Along with extensive mulching and hand-weeding, Piedmont has added a new resource to its vegetation arsenal this year — goats.
A herd of some 500 goats is being used to control vegetation at harder to reach areas.

The goats are being deployed in part because work crews made available to the city in the past by Cal Fire (California Department of Forestry and Fire Protection) are now “focused primarily on the foothill communities in rural areas” that have been devastated by wildfires, said Piedmont Fire Chief Bret Black.

A herd of some 500 goats is being used to control vegetation at harder to reach areas.

“We’re never had them before,” Black said. “They’re here on site right now and we’re prepping the area” at the bowl below Coaches Field and going up the hillside above the city corporation yard and the skate park.

The bowl, the canyon and steep hillside off Moraga Avenue, is one of the city’s most problematic areas.

“The bowl has never been addressed, ever,” Black said. “The biggest problem is the thickness of the foliage. You can’t even walk there, it’s so thick.”

Recent Facebook post from the Piedmont Police

He said Cal Fire has since made a block of days available for work in town, though that could be rescinded if crews are needed for a wildfire emergency. “There are times we even have the tools and portapotties set out at a site, and then they can’t come,” he said.

“Our hope is that the goats do their magic and if we get a Cal Fire crew we can address the trees and it’s going to be a win,” Black said. 

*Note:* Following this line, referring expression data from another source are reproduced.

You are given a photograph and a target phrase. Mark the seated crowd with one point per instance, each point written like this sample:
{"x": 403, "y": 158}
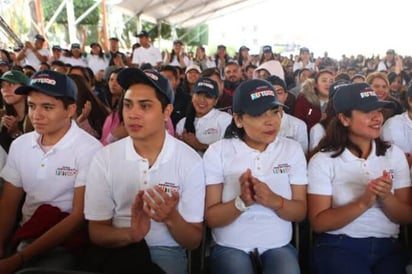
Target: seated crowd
{"x": 112, "y": 162}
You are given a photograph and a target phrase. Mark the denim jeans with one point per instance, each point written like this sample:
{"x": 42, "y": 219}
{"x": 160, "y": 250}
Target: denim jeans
{"x": 172, "y": 259}
{"x": 341, "y": 254}
{"x": 281, "y": 260}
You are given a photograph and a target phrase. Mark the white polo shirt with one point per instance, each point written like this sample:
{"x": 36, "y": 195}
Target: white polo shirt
{"x": 3, "y": 157}
{"x": 281, "y": 165}
{"x": 295, "y": 129}
{"x": 210, "y": 127}
{"x": 316, "y": 133}
{"x": 50, "y": 178}
{"x": 345, "y": 179}
{"x": 150, "y": 55}
{"x": 398, "y": 130}
{"x": 117, "y": 173}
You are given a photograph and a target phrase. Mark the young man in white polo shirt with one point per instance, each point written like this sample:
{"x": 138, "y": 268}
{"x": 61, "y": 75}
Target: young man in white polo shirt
{"x": 148, "y": 185}
{"x": 47, "y": 168}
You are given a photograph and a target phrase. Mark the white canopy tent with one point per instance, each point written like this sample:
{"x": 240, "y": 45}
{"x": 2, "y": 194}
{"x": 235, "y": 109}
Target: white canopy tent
{"x": 183, "y": 13}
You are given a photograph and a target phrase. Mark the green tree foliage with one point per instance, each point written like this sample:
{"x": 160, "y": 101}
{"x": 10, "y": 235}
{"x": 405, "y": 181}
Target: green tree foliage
{"x": 80, "y": 6}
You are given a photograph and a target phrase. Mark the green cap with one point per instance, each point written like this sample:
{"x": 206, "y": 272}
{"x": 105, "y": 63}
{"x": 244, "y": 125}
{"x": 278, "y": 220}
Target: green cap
{"x": 15, "y": 77}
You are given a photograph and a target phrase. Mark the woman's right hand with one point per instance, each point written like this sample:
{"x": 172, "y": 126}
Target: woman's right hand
{"x": 368, "y": 197}
{"x": 246, "y": 188}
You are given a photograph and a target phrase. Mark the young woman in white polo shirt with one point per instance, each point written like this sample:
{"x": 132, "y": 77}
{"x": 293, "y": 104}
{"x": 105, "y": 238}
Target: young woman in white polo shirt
{"x": 358, "y": 190}
{"x": 203, "y": 124}
{"x": 256, "y": 187}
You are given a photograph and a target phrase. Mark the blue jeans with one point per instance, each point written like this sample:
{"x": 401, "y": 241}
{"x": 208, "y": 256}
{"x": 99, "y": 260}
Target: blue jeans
{"x": 341, "y": 254}
{"x": 172, "y": 259}
{"x": 281, "y": 260}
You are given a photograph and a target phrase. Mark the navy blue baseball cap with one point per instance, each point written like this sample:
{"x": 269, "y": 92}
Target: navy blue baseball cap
{"x": 153, "y": 78}
{"x": 51, "y": 83}
{"x": 357, "y": 96}
{"x": 254, "y": 97}
{"x": 336, "y": 85}
{"x": 207, "y": 86}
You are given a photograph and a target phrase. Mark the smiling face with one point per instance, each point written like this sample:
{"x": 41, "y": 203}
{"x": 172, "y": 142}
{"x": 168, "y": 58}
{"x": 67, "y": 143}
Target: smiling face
{"x": 203, "y": 103}
{"x": 49, "y": 116}
{"x": 363, "y": 126}
{"x": 323, "y": 83}
{"x": 7, "y": 92}
{"x": 260, "y": 130}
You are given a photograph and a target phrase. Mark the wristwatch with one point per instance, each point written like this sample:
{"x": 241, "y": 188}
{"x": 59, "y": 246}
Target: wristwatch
{"x": 240, "y": 205}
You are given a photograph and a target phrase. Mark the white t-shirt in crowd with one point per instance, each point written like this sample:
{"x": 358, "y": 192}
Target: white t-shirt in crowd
{"x": 50, "y": 177}
{"x": 281, "y": 165}
{"x": 345, "y": 178}
{"x": 210, "y": 127}
{"x": 118, "y": 173}
{"x": 150, "y": 55}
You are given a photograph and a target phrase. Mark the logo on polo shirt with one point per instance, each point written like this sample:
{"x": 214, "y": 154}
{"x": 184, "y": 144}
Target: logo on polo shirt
{"x": 66, "y": 171}
{"x": 281, "y": 169}
{"x": 169, "y": 187}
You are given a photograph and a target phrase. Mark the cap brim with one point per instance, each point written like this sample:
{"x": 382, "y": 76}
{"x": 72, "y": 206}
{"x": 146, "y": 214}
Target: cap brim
{"x": 128, "y": 78}
{"x": 24, "y": 90}
{"x": 258, "y": 111}
{"x": 376, "y": 105}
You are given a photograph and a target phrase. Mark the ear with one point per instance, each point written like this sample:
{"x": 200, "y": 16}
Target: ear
{"x": 168, "y": 111}
{"x": 343, "y": 119}
{"x": 238, "y": 120}
{"x": 71, "y": 110}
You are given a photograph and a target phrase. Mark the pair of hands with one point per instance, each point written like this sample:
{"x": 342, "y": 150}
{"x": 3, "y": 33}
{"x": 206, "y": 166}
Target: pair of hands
{"x": 379, "y": 188}
{"x": 255, "y": 191}
{"x": 152, "y": 204}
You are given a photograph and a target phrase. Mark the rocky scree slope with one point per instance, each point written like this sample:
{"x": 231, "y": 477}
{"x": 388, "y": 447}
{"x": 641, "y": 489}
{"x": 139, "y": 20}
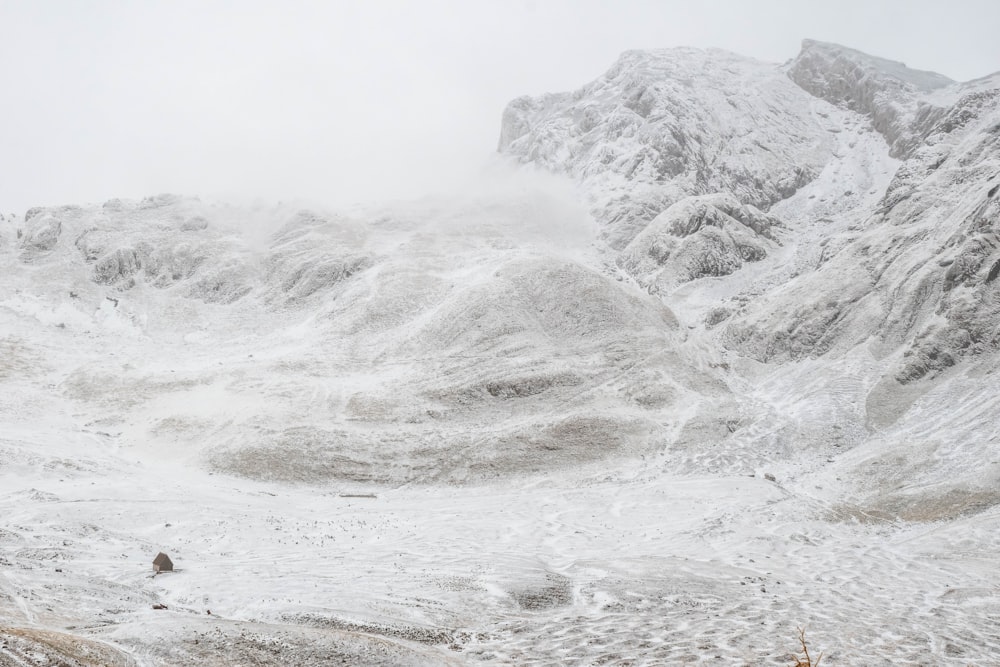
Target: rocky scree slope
{"x": 660, "y": 126}
{"x": 705, "y": 170}
{"x": 293, "y": 345}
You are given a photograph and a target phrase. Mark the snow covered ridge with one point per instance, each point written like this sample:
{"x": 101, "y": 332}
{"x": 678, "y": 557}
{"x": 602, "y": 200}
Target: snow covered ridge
{"x": 758, "y": 392}
{"x": 663, "y": 125}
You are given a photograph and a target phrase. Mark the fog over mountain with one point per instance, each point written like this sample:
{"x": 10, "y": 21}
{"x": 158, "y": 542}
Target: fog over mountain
{"x": 708, "y": 355}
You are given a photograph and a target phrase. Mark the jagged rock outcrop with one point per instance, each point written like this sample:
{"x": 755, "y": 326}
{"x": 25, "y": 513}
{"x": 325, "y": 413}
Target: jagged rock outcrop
{"x": 663, "y": 125}
{"x": 706, "y": 236}
{"x": 888, "y": 92}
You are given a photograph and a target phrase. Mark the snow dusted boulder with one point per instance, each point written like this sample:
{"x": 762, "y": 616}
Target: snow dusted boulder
{"x": 888, "y": 92}
{"x": 663, "y": 125}
{"x": 41, "y": 232}
{"x": 118, "y": 267}
{"x": 706, "y": 236}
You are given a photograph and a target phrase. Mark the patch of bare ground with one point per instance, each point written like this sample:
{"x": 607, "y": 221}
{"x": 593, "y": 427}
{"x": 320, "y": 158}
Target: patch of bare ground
{"x": 224, "y": 643}
{"x": 918, "y": 507}
{"x": 26, "y": 647}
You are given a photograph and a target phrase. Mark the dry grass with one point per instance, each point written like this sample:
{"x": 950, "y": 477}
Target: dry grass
{"x": 805, "y": 660}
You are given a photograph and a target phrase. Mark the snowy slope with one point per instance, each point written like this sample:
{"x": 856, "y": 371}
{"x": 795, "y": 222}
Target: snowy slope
{"x": 734, "y": 378}
{"x": 662, "y": 125}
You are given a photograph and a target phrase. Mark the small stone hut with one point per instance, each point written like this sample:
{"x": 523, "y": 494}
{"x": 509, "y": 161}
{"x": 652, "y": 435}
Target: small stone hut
{"x": 162, "y": 563}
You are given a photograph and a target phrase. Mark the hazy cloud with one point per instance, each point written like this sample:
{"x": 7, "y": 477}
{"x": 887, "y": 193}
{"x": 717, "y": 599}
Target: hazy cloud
{"x": 344, "y": 101}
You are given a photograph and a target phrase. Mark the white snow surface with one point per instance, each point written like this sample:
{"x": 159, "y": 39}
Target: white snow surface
{"x": 537, "y": 422}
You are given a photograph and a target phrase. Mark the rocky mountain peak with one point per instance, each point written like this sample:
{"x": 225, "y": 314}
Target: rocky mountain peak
{"x": 888, "y": 92}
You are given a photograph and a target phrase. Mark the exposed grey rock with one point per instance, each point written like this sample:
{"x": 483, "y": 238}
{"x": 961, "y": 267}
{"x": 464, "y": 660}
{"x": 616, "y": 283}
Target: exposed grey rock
{"x": 41, "y": 231}
{"x": 886, "y": 91}
{"x": 663, "y": 125}
{"x": 707, "y": 236}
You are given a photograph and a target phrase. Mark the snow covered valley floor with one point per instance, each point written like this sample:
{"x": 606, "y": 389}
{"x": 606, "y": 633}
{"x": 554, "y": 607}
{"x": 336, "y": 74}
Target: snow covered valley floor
{"x": 734, "y": 377}
{"x": 226, "y": 436}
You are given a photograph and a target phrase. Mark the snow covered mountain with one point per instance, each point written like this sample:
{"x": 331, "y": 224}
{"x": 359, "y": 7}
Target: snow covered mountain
{"x": 737, "y": 377}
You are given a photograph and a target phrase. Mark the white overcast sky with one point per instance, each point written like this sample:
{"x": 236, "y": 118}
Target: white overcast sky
{"x": 340, "y": 102}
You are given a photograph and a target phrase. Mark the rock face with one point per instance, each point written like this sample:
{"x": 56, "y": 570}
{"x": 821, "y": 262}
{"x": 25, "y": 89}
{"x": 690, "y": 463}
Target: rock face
{"x": 660, "y": 126}
{"x": 698, "y": 237}
{"x": 887, "y": 92}
{"x": 840, "y": 213}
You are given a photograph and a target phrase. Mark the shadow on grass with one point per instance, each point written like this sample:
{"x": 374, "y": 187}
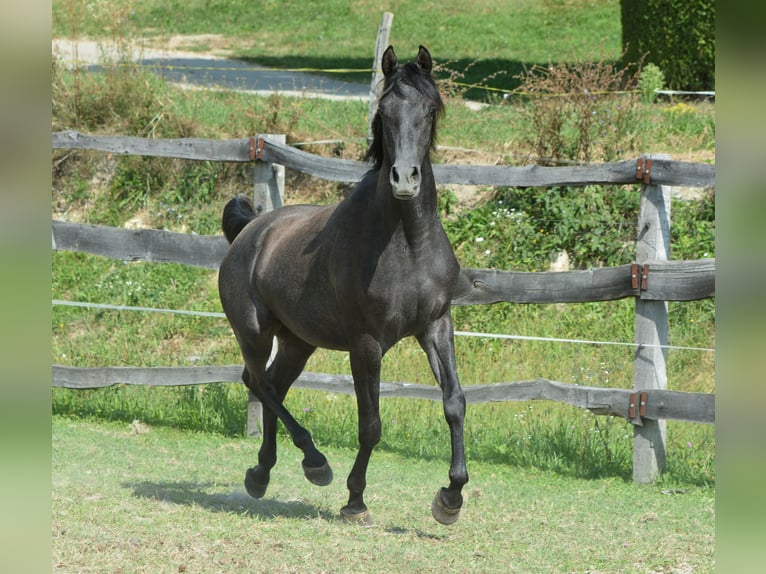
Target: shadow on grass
{"x": 237, "y": 502}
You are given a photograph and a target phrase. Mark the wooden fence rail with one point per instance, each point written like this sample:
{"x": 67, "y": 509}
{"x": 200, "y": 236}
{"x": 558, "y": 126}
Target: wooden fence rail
{"x": 657, "y": 404}
{"x": 652, "y": 280}
{"x": 664, "y": 280}
{"x": 265, "y": 149}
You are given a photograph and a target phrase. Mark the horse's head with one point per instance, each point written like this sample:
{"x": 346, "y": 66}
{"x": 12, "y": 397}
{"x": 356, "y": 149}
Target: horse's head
{"x": 404, "y": 128}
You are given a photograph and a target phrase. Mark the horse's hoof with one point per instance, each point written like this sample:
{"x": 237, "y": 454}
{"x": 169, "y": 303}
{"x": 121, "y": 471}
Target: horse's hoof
{"x": 362, "y": 518}
{"x": 253, "y": 485}
{"x": 442, "y": 513}
{"x": 319, "y": 475}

The city also plans to tend to overgrowth on medians and other public areas but “One of the challenges is timing,” Black said. 

“If you cut it down too soon it just grows back. You have to wait until the tall grass, or wild oats as we call it, goes brown so it doesn’t grow back. On the other side of the tunnel the grass is brown. Here, it may look brown, but if you look close, much of it is still green and not fully cured. That doesn’t mean we don’t want to address the risk, but we only want to do it once. Yes, it’s an eyesore, but it’s better to wait.”